D’autres au contraire trouvent encore trop de profondeur aux escadrons disposés sur trois rangs, & prétendent que l’ordre des escadrons en bataille sur deux rangs est le plus avantageux à la cavalerie. Ceux qui sont prévenus de ce sentiment le soûtiennent, parce que l’ancienne cavalerie & la gendarmerie, qui ont fait si long-tems la principale force des armées de France, alloient à l’ennemi sur un seul rang. Mais que conclure de-là ? Dans ces tems reculés aucun peuple ne formoit sa cavalerie en escadrons, les ennemis n’avoient alors à cet égard aucun avantage sur nous ; d’ailleurs cette cavalerie étoit composée de l’élite de la noblesse françoise, hommes & chevaux étoient couverts d’une armure qui les rendoient presque invulnérables, & qui auroient donné une excessive pesanteur à des escadrons ainsi composés : leur arme offensive étoit la lance, qui ne permettoit pas non plus qu’ils combattissent en escadrons. N’auroit-ce pas été perdre sans nécessité d’excellens champions ; que de doubler de pareils rangs ? D’ailleurs on sait que cette cavalerie fut toûjours battue lorsqu’elle eut à faire contre une autre disposée sur plusieurs rangs de hauteur.
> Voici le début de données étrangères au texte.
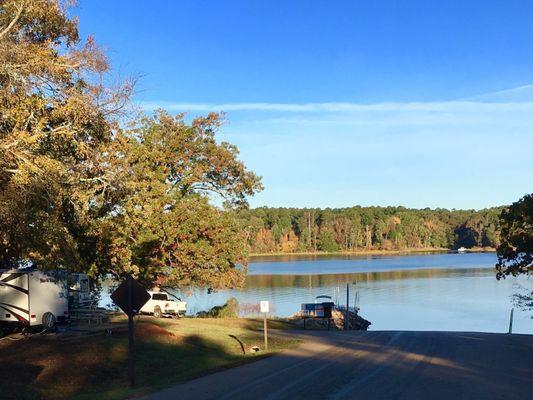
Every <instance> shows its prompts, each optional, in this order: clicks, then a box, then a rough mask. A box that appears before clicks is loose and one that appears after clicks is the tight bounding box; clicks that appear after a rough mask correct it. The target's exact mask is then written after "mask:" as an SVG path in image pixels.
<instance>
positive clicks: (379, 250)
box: [250, 247, 496, 258]
mask: <svg viewBox="0 0 533 400" xmlns="http://www.w3.org/2000/svg"><path fill="white" fill-rule="evenodd" d="M451 251H454V250H453V249H447V248H444V247H442V248H439V247H428V248H416V249H401V250H359V251H335V252H325V251H316V252H315V251H307V252H294V253H283V252H273V253H252V254H250V258H254V257H282V256H374V255H376V256H380V255H398V254H412V253H443V252H451ZM494 252H496V249H495V248H493V247H472V248H471V249H467V250H466V253H494Z"/></svg>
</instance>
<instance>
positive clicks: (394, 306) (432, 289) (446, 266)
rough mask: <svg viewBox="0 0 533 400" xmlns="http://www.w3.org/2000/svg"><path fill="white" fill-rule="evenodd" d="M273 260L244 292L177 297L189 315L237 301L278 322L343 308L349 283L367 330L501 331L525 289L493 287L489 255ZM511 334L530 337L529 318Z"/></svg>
mask: <svg viewBox="0 0 533 400" xmlns="http://www.w3.org/2000/svg"><path fill="white" fill-rule="evenodd" d="M275 260H278V258H277V259H275ZM279 260H280V261H266V260H265V259H264V258H263V259H261V260H259V261H257V260H254V262H253V263H252V264H251V266H250V275H249V276H248V277H247V279H246V286H245V288H244V289H241V290H227V291H220V292H216V293H213V294H210V295H208V294H207V293H206V291H204V290H201V291H200V290H197V291H191V292H188V293H182V295H186V296H185V297H187V301H188V302H189V310H190V312H191V313H195V312H197V311H200V310H204V309H208V308H210V307H212V306H214V305H220V304H223V303H224V302H225V301H226V300H227V299H228V298H229V297H236V298H237V299H238V300H239V302H240V303H243V304H256V303H257V302H258V301H259V300H269V301H270V302H271V305H272V308H273V313H274V314H275V315H278V316H284V317H285V316H290V315H293V314H294V313H295V312H296V311H297V310H298V309H299V307H300V303H303V302H309V301H313V300H314V298H315V296H317V295H323V294H326V295H330V296H332V297H334V299H336V298H337V297H338V301H340V302H342V304H344V302H345V301H346V284H347V283H349V284H350V285H351V294H350V303H351V304H353V303H354V302H355V301H356V297H357V298H358V305H359V306H360V307H361V313H362V315H363V316H364V317H365V318H367V319H369V320H371V321H372V322H373V325H372V326H371V329H391V330H392V329H405V330H453V331H484V332H505V331H506V330H507V328H508V323H509V311H510V309H511V307H512V304H511V295H512V294H513V293H515V292H516V291H517V285H518V284H522V285H526V286H527V285H530V286H531V284H532V283H531V282H530V281H528V280H526V279H525V278H523V277H520V278H508V279H506V280H504V281H497V280H496V278H495V272H494V264H495V262H496V256H495V255H494V254H491V253H487V254H437V255H435V254H431V255H416V256H412V255H409V256H393V257H391V256H388V257H364V258H362V257H357V258H354V257H341V258H337V257H320V258H316V257H286V258H284V259H279ZM266 271H268V272H269V273H265V272H266ZM294 271H296V273H294ZM337 271H341V273H337ZM345 271H349V272H345ZM353 282H357V284H356V285H355V286H354V285H353V284H352V283H353ZM337 294H338V296H337ZM514 331H515V332H522V333H533V320H532V319H531V318H530V316H529V314H528V313H525V312H521V311H519V310H516V311H515V322H514Z"/></svg>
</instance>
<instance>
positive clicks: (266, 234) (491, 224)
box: [238, 206, 503, 253]
mask: <svg viewBox="0 0 533 400" xmlns="http://www.w3.org/2000/svg"><path fill="white" fill-rule="evenodd" d="M502 209H503V208H502V207H493V208H489V209H484V210H447V209H429V208H426V209H410V208H405V207H360V206H356V207H349V208H337V209H330V208H326V209H319V208H313V209H307V208H305V209H302V208H268V207H261V208H255V209H249V210H241V211H239V213H238V219H239V223H240V225H241V227H242V229H243V231H244V232H245V235H246V240H247V243H248V245H249V247H250V250H251V252H252V253H277V252H281V253H293V252H337V251H346V252H357V251H361V250H401V249H424V248H446V249H457V248H460V247H466V248H473V247H491V248H496V247H498V246H499V244H500V222H499V216H500V214H501V211H502Z"/></svg>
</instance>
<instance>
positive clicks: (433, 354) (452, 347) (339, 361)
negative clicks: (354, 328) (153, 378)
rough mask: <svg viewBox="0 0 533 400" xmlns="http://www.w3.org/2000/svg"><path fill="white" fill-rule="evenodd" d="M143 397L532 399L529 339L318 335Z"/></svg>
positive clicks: (170, 397)
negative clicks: (240, 365) (252, 360)
mask: <svg viewBox="0 0 533 400" xmlns="http://www.w3.org/2000/svg"><path fill="white" fill-rule="evenodd" d="M147 399H150V400H160V399H194V400H201V399H217V400H230V399H231V400H237V399H306V400H308V399H364V400H374V399H410V400H413V399H414V400H426V399H430V400H440V399H445V400H456V399H468V400H470V399H483V400H487V399H513V400H514V399H524V400H530V399H533V335H505V334H486V333H462V332H402V331H381V332H380V331H377V332H331V333H327V332H323V333H314V334H309V336H307V337H306V341H305V343H304V344H302V345H301V346H299V347H298V348H296V349H293V350H290V351H286V352H283V353H281V354H279V355H276V356H273V357H270V358H266V359H263V360H261V361H258V362H254V363H251V364H247V365H244V366H241V367H237V368H233V369H230V370H226V371H222V372H219V373H216V374H213V375H209V376H206V377H203V378H199V379H196V380H194V381H191V382H188V383H186V384H182V385H178V386H174V387H172V388H169V389H166V390H164V391H162V392H159V393H156V394H154V395H152V396H150V397H148V398H147Z"/></svg>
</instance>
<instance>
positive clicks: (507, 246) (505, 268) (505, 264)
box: [496, 194, 533, 279]
mask: <svg viewBox="0 0 533 400" xmlns="http://www.w3.org/2000/svg"><path fill="white" fill-rule="evenodd" d="M500 219H501V220H500V224H501V244H500V246H499V247H498V264H496V268H497V270H498V274H497V277H498V279H500V278H505V277H506V276H507V275H513V276H515V275H519V274H531V273H532V272H533V194H528V195H526V196H524V197H522V198H521V199H520V200H518V201H517V202H515V203H513V204H511V206H509V208H506V209H504V210H503V211H502V212H501V215H500Z"/></svg>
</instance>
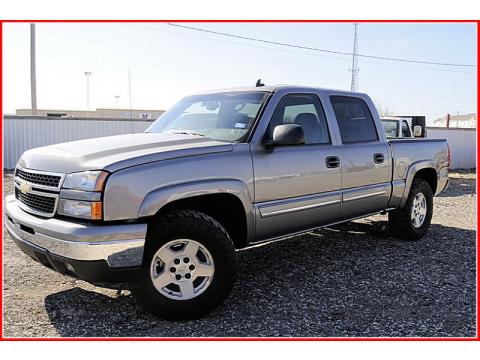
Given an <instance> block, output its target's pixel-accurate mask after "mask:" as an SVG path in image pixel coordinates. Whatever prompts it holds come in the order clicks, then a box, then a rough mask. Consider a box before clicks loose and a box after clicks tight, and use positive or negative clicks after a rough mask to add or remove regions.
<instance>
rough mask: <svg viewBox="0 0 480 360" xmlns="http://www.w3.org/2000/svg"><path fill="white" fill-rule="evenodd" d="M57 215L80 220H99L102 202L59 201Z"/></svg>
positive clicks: (64, 200)
mask: <svg viewBox="0 0 480 360" xmlns="http://www.w3.org/2000/svg"><path fill="white" fill-rule="evenodd" d="M58 213H59V214H61V215H66V216H73V217H78V218H82V219H91V220H101V219H102V202H101V201H94V202H91V201H79V200H68V199H60V202H59V204H58Z"/></svg>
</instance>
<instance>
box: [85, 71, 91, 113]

La maison du roi combat sur trois rangs : comparable sans doute à tous égards à cette ancienne cavalerie, elle lui est de beaucoup supérieure pour la discipline ; & s’il y avoit un avantage réel de combattre sur deux rangs, il est aisé de penser que cet usage eût été établi dans ce corps, à qui une longue expérience a appris à toûjours vaincre, & dont deux rangs paroissent suffire pour cela. Le premier des trois rangs dans les escadrons des gardes-du corps est composé entierement d’officiers ; & quand il ne s’en trouve pas suffisamment pour le completer, on y admet les gardes qu’on nomme Carabiniers.

Si l’on veut comparer notre cavalerie avec la maison du roi, on se croira forcé de lui donner plûtôt six rangs que trois : ce sont bien les mêmes armes, mais ce ne sont pas les mêmes hommes ni les mêmes chevaux ; la nécessité oblige pendant la guerre d’ajoûter aux bons cavaliers des cavaliers médiocres, & même de mauvais, c’est-à-dire de jeunes gens ou de jeunes chevaux non exercés, dont il n’est pas possible de tirer un grand service. S’il est un moyen de remédier à ces défauts, ce ne peut être qu’en donnant à cette cavalerie la meilleure forme dont elle est susceptible ; elle doit être solide, mais en même tems facile à mouvoir : & pour cela il faut que la hauteur de l’escadron soit proportionnée à sa longueur, de maniere qu’il n’occupe ni trop ni trop peu de terrein. La disposition de l’escadron sur trois rangs est sans contredit la plus propre à réunir ces avantages : on espere le démontrer, en supposant toûjours que les escadrons doivent être de cent vingt à cent quarante-quatre hommes ; car s’ils étoient de cent & au-dessous de ce nombre, il seroit nécessaire de ne leur donner que deux rangs.

Le terrein qui dans un champ de bataille contient la cavalerie en escadrons disposés sur trois rangs, est déjà d’une étendue très-considérable. Si on ne donnoit plus que deux rangs à ces escadrons, on seroit obligé de prolonger la ligne d’un tiers ; cela est évident.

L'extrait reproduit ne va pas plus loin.